To some people Tropical Storm Irene meant the loss of a business or a home. To my family it meant both. The storm overflowed my family home and business with over four feet of brown, murky, bacteria- filled water.
Thirty years ago my father Hans Spiesecke left the nuclear power plant job and cookie- cutter homes of Long Island and drove to the mountains of Vermont to fulfill his dream of owning his own business. That business became the Viking Motel and Restaurant in Wilmington.
My father is the perfect definition of “jack of all trades.” If you need a house built, a new transmission in your car, need new plumbing in your bathroom, he can do it all. And what I respect about him the most is that if he can’t do it, he will learn how to.
For over thirty years it worked just like that, my mother handled the bills and customers and my father did all the manual labor.
On August 28, 2011, at around 10 am, my parents noticed that about four inches of water had seeped in through the house. They began lifting things but still remaining calm.
Minutes later, water flowed throughout the house and began rising by the foot. They were all able to make it to the front porch including our family cat who my mother was not leaving behind.
After over two months, they were able to move home. The trouble was that my father’s workshop where he had every tool known to man had been washed away. So if you needed something as simple as duct tape or a screwdriver, they were somewhere along a river or buried in mud along the banks.
Now understand this story is not to promote pity but to promote strength. I had mentioned how a cleaning crew came in to clean and that they removed walls, doors, and floors. Well someone had to rebuild it all.

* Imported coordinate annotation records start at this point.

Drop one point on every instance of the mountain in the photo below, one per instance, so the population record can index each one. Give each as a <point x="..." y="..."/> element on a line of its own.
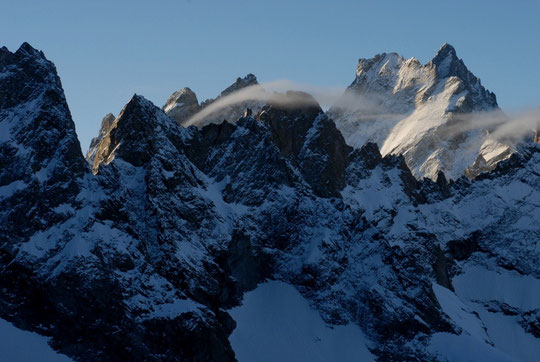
<point x="431" y="114"/>
<point x="181" y="244"/>
<point x="183" y="104"/>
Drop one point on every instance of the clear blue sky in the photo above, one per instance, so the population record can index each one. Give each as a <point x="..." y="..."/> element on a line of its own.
<point x="107" y="50"/>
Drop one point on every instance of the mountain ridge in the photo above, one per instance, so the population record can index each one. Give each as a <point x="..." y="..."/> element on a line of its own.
<point x="142" y="257"/>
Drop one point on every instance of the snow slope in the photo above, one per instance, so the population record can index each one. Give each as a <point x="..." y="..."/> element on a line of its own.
<point x="17" y="345"/>
<point x="275" y="323"/>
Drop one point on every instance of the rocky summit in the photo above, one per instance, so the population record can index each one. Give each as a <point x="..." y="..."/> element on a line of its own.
<point x="189" y="244"/>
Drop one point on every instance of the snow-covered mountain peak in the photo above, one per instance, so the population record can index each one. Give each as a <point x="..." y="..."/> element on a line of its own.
<point x="136" y="133"/>
<point x="417" y="110"/>
<point x="240" y="83"/>
<point x="183" y="104"/>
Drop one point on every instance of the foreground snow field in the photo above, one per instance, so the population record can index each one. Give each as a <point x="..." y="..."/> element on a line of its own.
<point x="17" y="345"/>
<point x="275" y="323"/>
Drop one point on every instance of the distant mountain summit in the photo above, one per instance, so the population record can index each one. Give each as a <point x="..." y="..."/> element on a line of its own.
<point x="424" y="112"/>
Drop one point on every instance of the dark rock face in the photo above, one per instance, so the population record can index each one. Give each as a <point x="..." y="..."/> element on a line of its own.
<point x="103" y="130"/>
<point x="448" y="64"/>
<point x="306" y="137"/>
<point x="181" y="105"/>
<point x="141" y="258"/>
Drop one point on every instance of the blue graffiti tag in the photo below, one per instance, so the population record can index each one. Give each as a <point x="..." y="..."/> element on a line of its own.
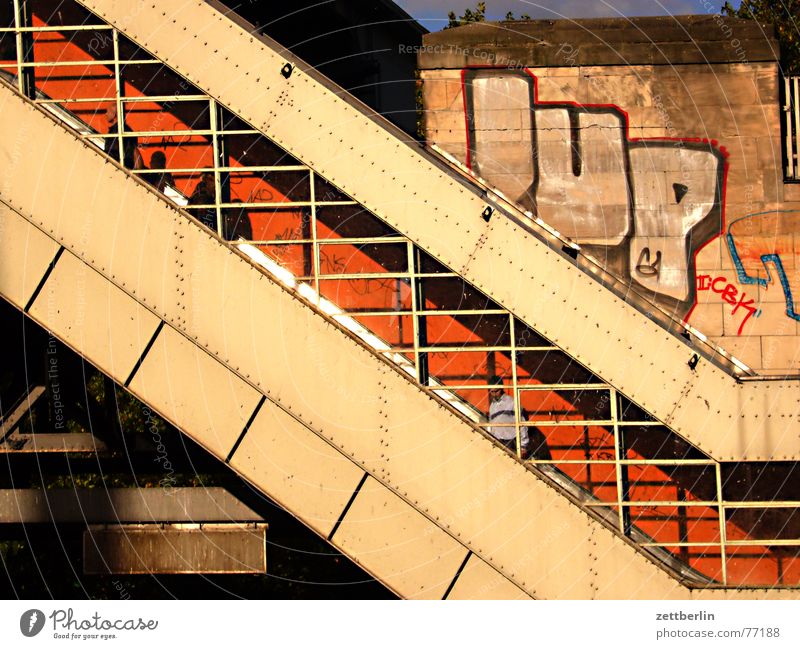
<point x="772" y="258"/>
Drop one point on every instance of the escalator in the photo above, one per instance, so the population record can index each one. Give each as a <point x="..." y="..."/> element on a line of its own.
<point x="420" y="196"/>
<point x="274" y="350"/>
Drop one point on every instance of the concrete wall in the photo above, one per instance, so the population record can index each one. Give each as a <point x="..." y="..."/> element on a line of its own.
<point x="669" y="174"/>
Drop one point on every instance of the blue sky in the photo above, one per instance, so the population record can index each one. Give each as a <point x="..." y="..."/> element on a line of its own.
<point x="433" y="13"/>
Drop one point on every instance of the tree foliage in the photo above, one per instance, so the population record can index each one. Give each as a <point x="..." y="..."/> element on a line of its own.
<point x="477" y="15"/>
<point x="785" y="15"/>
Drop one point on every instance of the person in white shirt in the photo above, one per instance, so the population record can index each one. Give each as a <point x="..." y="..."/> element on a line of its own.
<point x="501" y="411"/>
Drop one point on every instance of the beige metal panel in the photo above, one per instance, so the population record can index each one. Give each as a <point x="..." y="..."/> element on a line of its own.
<point x="411" y="192"/>
<point x="454" y="475"/>
<point x="389" y="538"/>
<point x="296" y="468"/>
<point x="175" y="549"/>
<point x="89" y="313"/>
<point x="478" y="580"/>
<point x="27" y="252"/>
<point x="751" y="421"/>
<point x="192" y="389"/>
<point x="110" y="219"/>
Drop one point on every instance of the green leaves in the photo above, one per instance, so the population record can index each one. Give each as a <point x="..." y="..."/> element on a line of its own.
<point x="785" y="15"/>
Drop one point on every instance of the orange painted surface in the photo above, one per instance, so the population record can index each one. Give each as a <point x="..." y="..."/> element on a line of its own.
<point x="578" y="442"/>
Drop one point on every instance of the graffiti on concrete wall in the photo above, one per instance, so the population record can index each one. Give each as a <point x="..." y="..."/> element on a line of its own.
<point x="643" y="207"/>
<point x="762" y="249"/>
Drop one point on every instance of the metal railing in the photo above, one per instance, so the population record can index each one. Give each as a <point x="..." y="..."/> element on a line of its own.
<point x="601" y="449"/>
<point x="791" y="124"/>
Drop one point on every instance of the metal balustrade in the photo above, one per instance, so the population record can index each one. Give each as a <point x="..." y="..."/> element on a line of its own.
<point x="728" y="524"/>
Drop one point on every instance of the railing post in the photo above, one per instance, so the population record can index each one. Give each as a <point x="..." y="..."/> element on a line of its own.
<point x="26" y="79"/>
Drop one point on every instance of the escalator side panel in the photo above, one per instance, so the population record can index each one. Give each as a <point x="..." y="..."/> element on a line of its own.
<point x="422" y="559"/>
<point x="93" y="315"/>
<point x="27" y="254"/>
<point x="203" y="373"/>
<point x="195" y="389"/>
<point x="330" y="132"/>
<point x="478" y="580"/>
<point x="299" y="470"/>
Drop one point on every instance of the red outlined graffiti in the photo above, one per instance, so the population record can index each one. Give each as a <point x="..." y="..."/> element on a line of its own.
<point x="648" y="228"/>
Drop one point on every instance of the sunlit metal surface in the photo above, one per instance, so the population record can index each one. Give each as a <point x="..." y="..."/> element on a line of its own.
<point x="598" y="447"/>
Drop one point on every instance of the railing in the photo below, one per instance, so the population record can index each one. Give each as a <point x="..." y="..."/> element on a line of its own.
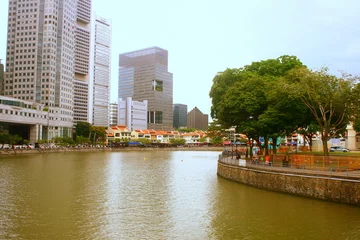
<point x="306" y="164"/>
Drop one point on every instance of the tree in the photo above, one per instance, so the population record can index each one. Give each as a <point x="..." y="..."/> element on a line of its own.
<point x="251" y="99"/>
<point x="329" y="98"/>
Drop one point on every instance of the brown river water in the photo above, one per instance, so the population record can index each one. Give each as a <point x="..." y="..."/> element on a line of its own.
<point x="153" y="195"/>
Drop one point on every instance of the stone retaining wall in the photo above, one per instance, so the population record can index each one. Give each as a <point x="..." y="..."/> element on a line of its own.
<point x="330" y="189"/>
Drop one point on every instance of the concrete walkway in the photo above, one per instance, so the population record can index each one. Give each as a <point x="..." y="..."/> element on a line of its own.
<point x="347" y="175"/>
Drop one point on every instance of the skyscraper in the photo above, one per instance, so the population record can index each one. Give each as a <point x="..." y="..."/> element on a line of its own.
<point x="48" y="43"/>
<point x="100" y="72"/>
<point x="180" y="115"/>
<point x="196" y="119"/>
<point x="1" y="77"/>
<point x="143" y="75"/>
<point x="82" y="61"/>
<point x="132" y="114"/>
<point x="113" y="118"/>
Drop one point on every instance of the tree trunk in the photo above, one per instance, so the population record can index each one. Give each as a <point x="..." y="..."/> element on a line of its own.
<point x="324" y="142"/>
<point x="274" y="144"/>
<point x="266" y="145"/>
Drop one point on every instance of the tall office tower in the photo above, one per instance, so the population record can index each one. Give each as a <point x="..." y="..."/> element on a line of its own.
<point x="196" y="119"/>
<point x="1" y="78"/>
<point x="113" y="114"/>
<point x="100" y="71"/>
<point x="143" y="75"/>
<point x="82" y="61"/>
<point x="132" y="114"/>
<point x="40" y="55"/>
<point x="180" y="115"/>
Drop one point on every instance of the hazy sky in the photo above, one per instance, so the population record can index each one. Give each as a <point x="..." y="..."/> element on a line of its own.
<point x="204" y="37"/>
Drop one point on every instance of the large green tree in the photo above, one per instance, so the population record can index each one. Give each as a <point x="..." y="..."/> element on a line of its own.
<point x="329" y="98"/>
<point x="251" y="99"/>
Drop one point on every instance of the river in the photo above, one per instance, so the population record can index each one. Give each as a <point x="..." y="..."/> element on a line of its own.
<point x="153" y="195"/>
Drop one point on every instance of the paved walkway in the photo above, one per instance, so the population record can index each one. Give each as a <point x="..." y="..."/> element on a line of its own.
<point x="348" y="175"/>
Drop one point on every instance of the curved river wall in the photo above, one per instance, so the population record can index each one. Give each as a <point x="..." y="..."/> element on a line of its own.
<point x="324" y="188"/>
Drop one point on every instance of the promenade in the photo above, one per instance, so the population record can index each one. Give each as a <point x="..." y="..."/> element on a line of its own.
<point x="293" y="169"/>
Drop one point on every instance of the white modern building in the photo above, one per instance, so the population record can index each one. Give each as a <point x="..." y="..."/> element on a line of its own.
<point x="99" y="87"/>
<point x="143" y="75"/>
<point x="132" y="114"/>
<point x="113" y="117"/>
<point x="30" y="120"/>
<point x="47" y="60"/>
<point x="82" y="29"/>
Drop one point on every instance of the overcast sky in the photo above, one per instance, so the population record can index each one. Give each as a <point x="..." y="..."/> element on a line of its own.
<point x="204" y="37"/>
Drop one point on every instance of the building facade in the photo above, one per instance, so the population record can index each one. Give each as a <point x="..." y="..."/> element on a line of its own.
<point x="132" y="114"/>
<point x="2" y="69"/>
<point x="82" y="45"/>
<point x="143" y="75"/>
<point x="100" y="74"/>
<point x="196" y="119"/>
<point x="45" y="49"/>
<point x="180" y="115"/>
<point x="113" y="116"/>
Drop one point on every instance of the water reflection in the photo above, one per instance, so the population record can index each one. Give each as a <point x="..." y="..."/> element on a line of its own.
<point x="153" y="195"/>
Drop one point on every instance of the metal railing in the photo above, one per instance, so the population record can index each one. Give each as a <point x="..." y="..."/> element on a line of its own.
<point x="306" y="164"/>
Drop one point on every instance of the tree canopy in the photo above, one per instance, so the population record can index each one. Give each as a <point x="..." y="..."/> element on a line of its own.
<point x="277" y="97"/>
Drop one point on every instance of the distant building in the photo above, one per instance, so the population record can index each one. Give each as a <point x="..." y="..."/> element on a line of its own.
<point x="132" y="114"/>
<point x="100" y="72"/>
<point x="113" y="114"/>
<point x="180" y="115"/>
<point x="1" y="77"/>
<point x="47" y="59"/>
<point x="81" y="50"/>
<point x="196" y="119"/>
<point x="143" y="75"/>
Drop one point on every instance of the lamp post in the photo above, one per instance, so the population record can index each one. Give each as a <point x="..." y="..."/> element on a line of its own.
<point x="231" y="130"/>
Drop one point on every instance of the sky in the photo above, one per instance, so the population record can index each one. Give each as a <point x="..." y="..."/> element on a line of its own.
<point x="204" y="37"/>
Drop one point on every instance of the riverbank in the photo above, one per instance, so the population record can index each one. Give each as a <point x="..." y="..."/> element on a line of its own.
<point x="328" y="188"/>
<point x="10" y="152"/>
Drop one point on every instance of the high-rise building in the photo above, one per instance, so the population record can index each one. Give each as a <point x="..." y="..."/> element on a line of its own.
<point x="99" y="97"/>
<point x="44" y="38"/>
<point x="132" y="114"/>
<point x="143" y="75"/>
<point x="113" y="114"/>
<point x="180" y="115"/>
<point x="82" y="79"/>
<point x="196" y="119"/>
<point x="1" y="77"/>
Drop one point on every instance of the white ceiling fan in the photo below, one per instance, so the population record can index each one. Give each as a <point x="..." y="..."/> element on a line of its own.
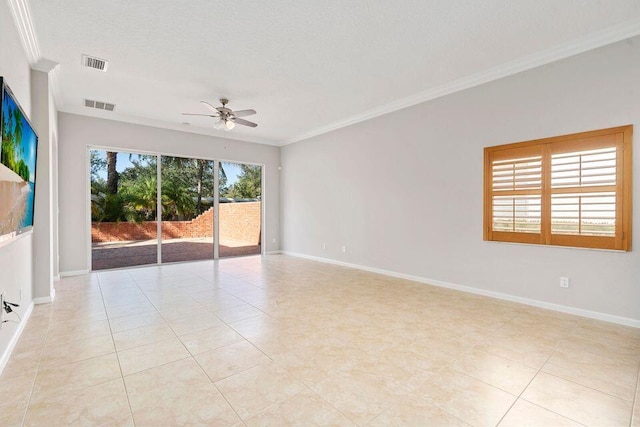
<point x="227" y="118"/>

With determination and strength that I am still unaware of nor do I believe I will ever witness in another person, my father has put back together our family home. New walls went up, a new office for the motel was built, and flooring was put in with beautifully painted walls.
This was wonderful news as it meant my parents after almost three months could sleep in their own beds, shower in their own bathroom. But this doesn’t even begin to discuss the motel. There are 18 rooms at our motel. The eight rooms on the bottom floor were completely flooded.
The cleaning crew ripped out walls, ceiling tiles, bathroom doors, window sills and left it more of a disaster. So each day my father, along with a kind-hearted man named Will, work on each room one at a time. He has put in new bathrooms, carpet, ceilings, window panes, furniture, and with each move came backaches, sinus infections, anger, sadness, but 100% determination. This is still only the beginning as the property is still a wreck and our family restaurant has been destroyed. Another heartbreak as my father built that as well years ago.
I would greatly like to bring some appreciation for the small town of Wilmington, which to me was once a town where you sneeze and the farmer down the road would hand you a tissue. Today I look at it as a town that was tortured by Mother Nature, and came back full swing.
So I ask you, the next time you do a project, even something as simple as mowing your lawn, or washing your windows, do it with pride. My father does everything with pride and devotion and when they say “stubborn Viking” they were looking at my father, but that stubborn Viking is my hero.